WARFARIN: Potential for increased warfarin effects
With the exception of potential cartilage abnormalities in young animals (see
Contraindications above), the adverse effect profile of enrofloxacin is usually limited to GI distress (vomiting, anorexia). In dogs, rare incidences of elevated hepatic enzymes, ataxia, seizures, depression, lethargy, and nervousness have also been reported. Hypersensitivity reactions or crystalluria could potentially
occur.
In cats, rare incidences of ocular toxicity have been reported characterized by mydriasis, retinal degeneration, and blindness. These effects were generally seen at higher dosage ranges (>15 mg/kg) and have necessitated a reduction in dosage recommendations in cats to a maximum of 5 mg/kg/day. Other rare
adverse effects seen in cats may include: vomiting, anorexia, elevated hepatic enzymes, diarrhea, ataxia, seizures, depression/lethargy, vocalization, and aggression.
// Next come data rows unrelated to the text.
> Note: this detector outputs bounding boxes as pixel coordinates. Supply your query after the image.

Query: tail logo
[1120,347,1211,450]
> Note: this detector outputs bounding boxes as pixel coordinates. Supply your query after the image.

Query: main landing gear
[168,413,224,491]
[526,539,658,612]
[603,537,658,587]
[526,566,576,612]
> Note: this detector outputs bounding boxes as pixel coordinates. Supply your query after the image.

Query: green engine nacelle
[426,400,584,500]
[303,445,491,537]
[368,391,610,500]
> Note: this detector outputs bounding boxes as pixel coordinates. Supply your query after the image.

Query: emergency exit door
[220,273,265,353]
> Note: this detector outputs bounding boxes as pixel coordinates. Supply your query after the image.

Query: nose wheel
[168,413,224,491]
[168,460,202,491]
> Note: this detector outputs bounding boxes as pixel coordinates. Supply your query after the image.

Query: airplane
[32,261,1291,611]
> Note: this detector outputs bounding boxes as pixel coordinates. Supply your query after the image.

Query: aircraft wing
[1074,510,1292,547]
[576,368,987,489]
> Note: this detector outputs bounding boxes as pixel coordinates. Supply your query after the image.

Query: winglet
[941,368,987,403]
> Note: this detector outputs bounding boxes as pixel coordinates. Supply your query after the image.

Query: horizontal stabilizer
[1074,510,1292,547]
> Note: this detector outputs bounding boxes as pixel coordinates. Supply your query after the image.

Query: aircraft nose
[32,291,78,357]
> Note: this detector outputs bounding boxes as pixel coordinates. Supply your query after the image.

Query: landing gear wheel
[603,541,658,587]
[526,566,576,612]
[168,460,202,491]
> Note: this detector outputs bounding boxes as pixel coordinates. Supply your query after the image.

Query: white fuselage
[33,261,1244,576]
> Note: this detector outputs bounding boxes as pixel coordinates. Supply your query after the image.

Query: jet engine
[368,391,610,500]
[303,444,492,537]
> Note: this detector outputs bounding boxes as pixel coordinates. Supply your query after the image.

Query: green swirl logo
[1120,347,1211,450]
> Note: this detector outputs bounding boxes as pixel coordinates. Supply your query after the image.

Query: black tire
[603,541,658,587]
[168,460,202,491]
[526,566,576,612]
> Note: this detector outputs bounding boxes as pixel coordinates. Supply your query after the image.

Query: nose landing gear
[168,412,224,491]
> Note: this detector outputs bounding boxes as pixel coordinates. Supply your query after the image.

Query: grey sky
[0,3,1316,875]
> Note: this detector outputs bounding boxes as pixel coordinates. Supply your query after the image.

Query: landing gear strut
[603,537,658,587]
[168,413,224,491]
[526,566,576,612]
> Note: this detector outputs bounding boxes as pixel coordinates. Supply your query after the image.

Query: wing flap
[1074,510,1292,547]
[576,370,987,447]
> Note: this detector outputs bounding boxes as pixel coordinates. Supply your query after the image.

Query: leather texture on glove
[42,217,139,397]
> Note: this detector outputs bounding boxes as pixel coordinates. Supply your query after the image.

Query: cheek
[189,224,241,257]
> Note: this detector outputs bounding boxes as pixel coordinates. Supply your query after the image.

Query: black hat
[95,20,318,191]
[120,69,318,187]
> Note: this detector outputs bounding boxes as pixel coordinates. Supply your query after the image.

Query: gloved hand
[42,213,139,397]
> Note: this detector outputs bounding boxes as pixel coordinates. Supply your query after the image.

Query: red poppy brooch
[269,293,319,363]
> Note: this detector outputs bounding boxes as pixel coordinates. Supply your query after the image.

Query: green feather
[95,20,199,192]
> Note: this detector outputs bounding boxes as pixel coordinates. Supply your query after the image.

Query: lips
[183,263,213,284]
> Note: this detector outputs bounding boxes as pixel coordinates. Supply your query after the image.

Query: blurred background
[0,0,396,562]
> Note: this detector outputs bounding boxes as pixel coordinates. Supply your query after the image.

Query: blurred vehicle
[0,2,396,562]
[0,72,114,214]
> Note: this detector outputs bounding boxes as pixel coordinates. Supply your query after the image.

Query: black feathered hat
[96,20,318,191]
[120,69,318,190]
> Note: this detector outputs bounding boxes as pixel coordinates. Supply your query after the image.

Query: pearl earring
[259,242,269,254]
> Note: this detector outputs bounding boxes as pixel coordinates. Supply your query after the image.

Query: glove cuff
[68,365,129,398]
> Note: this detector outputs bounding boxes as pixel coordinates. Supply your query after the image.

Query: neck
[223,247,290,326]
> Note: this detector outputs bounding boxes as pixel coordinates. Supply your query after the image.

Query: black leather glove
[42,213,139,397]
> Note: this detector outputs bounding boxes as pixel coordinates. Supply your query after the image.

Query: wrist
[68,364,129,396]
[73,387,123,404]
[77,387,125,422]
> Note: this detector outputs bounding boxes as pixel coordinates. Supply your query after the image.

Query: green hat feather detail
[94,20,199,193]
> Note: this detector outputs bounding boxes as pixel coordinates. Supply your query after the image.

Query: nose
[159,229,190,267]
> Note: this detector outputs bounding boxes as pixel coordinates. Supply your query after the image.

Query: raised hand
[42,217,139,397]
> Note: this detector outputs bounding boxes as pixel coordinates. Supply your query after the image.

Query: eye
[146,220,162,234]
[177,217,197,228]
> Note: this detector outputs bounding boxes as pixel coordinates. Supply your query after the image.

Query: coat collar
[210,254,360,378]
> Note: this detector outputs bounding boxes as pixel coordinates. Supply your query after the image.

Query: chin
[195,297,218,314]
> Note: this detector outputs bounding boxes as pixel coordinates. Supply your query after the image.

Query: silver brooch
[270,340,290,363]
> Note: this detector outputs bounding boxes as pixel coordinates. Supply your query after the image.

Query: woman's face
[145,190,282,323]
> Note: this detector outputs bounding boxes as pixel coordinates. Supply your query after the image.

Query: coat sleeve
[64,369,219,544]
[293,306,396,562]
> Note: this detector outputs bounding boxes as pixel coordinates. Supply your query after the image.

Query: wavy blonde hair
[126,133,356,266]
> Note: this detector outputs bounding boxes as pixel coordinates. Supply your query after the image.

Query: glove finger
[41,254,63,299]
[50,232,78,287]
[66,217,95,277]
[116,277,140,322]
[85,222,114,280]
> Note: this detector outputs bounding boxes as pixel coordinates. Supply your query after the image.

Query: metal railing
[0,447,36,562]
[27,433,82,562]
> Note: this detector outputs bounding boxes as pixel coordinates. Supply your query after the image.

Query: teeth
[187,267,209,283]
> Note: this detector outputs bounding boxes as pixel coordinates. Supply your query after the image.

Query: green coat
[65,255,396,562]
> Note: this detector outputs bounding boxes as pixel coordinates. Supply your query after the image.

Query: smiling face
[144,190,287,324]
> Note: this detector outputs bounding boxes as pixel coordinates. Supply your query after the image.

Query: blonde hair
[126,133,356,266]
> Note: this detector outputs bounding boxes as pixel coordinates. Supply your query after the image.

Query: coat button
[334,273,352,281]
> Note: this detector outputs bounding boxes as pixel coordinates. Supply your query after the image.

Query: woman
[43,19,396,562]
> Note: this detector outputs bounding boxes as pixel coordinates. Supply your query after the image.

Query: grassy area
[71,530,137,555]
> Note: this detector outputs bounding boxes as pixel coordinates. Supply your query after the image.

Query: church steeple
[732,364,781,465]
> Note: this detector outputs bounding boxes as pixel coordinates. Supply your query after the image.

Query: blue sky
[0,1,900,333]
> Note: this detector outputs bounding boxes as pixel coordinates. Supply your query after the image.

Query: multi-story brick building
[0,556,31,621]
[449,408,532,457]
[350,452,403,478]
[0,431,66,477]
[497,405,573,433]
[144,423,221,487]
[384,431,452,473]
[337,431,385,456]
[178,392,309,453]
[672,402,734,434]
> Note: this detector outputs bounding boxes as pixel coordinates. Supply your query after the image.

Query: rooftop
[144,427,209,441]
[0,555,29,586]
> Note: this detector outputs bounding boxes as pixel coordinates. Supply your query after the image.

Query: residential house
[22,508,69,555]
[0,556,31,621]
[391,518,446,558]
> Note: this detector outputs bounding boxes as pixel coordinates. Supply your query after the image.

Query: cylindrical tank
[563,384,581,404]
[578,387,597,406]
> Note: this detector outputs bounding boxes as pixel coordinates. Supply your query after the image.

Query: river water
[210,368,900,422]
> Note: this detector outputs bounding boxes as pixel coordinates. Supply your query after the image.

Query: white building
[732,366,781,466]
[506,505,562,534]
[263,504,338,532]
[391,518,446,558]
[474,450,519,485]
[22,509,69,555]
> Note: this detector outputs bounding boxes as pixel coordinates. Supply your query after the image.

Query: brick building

While enrofloxacin has been implicated in causing antibiotic-associated diarrhea/enterocolitis in horses, due its poor activity against anaerobes, oral or parenterally administered enrofloxacin appears to carry a low risk of causing
antibiotic-associated diarrhea.
It is unlikely an acute overdose in dogs with enrofloxacin would result in clinical signs more serious than either anorexia or vomiting, but the adverse effects noted above could occur. Dogs receiving 10X the labeled dosage rate of enrofloxacin for at least 14 days developed only vomiting and anorexia.
Death occurred in some dogs when fed 25 times the labeled rate for 11 days,
however.
In cats overdoses can be serious (blindness, seizures); 20 mg/kg or more can cause retinopathy and blindness which can be irreversible.
There were 322 exposures to enrofloxacin reported to the ASPCA Animal Poison Control Center (APCC) during 2008-2009. In these cases 301 were dogs with 85 showing clinical signs and the remaining 21 cases were cats with 6 showing clinical signs. Common findings in dogs recorded in decreasing frequency included vomiting, lethargy, seizures, anorexia, depression, and diarrhea. Findings in cats recorded in decreasing frequency included seizures and recumbency.
Meat: 3 days
Egg: Should not use in bird producing eggs for human consumption.